F. Abolhassan: Das stimmt, dieses Bookazine ist für mich eine echte Premiere! 6 In meinen bisherigen Fachbüchern drehte sich alles um digitale Technologien und ihr Potenzial, die Welt zu verändern. Daran glaube ich als ehemaliger IT-Chef noch immer. Aber seit ich den Service der Telekom Deutschland leite, habe ich eine neue Superkraft für mich entdeckt: den Menschen. Im Servicealltag mit meinen rund 30.000 Kolleginnen und Kollegen und unseren 60 Millionen Kunden erlebe ich immer wieder Situationen, in denen ein Lächeln locker hundert Computer schlägt. Augenblicke, in denen selbst eine noch so weit entwickelte künstliche Intelligenz nicht das leisten kann, was der Mensch mit seiner natürlichen Intelligenz schafft. Klar, Kunden clustern kann auch die Maschine. Aber Zwischentöne hören, Empathie zeigen, kreative Lösungen finden, dem Kunden das Gefühl geben, es kümmert sich jemand, das alles kann nur der Mensch. Er macht im Service den Unterschied!

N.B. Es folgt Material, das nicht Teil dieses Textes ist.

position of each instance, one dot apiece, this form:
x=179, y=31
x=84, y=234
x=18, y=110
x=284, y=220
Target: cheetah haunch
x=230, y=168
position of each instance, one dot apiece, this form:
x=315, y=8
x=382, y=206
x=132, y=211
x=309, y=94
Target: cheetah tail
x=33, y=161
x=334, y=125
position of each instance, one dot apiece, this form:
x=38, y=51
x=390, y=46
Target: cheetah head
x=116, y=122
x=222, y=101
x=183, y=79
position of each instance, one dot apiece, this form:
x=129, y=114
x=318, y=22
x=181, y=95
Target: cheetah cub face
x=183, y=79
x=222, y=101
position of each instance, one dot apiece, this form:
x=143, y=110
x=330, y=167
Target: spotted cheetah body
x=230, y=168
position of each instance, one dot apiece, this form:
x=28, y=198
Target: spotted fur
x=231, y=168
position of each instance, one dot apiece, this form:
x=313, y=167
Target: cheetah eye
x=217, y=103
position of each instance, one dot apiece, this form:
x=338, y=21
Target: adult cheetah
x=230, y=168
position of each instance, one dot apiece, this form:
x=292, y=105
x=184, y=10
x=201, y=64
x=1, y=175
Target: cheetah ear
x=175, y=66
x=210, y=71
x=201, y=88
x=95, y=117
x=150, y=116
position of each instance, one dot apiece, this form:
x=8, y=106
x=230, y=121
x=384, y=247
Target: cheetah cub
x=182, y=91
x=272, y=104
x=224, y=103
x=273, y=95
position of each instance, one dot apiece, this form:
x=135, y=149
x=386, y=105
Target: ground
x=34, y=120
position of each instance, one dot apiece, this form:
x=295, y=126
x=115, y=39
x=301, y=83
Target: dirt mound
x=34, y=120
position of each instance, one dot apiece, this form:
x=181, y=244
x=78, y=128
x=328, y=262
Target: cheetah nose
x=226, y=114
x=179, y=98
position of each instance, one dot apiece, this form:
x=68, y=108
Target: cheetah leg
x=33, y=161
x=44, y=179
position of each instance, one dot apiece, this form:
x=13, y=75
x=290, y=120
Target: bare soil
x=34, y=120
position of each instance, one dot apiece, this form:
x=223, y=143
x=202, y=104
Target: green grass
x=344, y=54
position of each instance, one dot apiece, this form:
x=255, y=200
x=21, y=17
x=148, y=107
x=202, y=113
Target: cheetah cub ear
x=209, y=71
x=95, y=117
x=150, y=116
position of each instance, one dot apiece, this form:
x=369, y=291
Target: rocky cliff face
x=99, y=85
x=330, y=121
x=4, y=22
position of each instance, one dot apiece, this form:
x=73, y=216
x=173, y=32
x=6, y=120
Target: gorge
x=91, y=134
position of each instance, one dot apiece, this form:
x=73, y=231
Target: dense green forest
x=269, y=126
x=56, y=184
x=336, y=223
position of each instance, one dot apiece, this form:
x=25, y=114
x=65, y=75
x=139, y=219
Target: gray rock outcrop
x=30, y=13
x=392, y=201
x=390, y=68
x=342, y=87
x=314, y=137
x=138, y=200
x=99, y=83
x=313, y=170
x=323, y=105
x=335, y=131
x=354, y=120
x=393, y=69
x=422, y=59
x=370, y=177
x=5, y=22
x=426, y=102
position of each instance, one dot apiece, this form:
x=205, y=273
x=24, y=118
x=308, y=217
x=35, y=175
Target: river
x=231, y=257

Die Anrufe der Kunden wurden zentral gemanagt, alles musste möglichst schnell gehen – nach dem Motto: „Zeit ist Geld“.
Intre: Solche Servicemomente haben Sie in Ihrer Kindheit selbst erlebt, schreiben Sie in Ihrem Kapitel …
F. Abolhassan: Ja, das sind auch sehr schöne Erinnerungen. Kennen Sie noch die TV-Werbung mit dem kleinen Michael, der bei Frau Lange immer seine Storck-Riesen kauft? So ähnlich war’s auch bei mir: Als Knirps war ich Stammkunde in einem Tante-Emma-Laden bei uns in Saarbrücken. Und ich war dort gerne Kunde! Nicht nur wegen der vielen Süßigkeiten, sondern auch, weil meine Frau Lange für Groß und Klein stets ein freundliches Wort hatte. Sie kannte jeden Kunden und dessen Vorlieben ganz genau. Sie war zu jedermann hilfsbereit und zuvorkommend nicht aus Pflichterfüllung, sondern aus Überzeugung. Das konnte man spüren. Und häufig gab’s zum Einkauf noch ein kleines Extra kostenlos obendrauf. Damals war der Kunde noch König.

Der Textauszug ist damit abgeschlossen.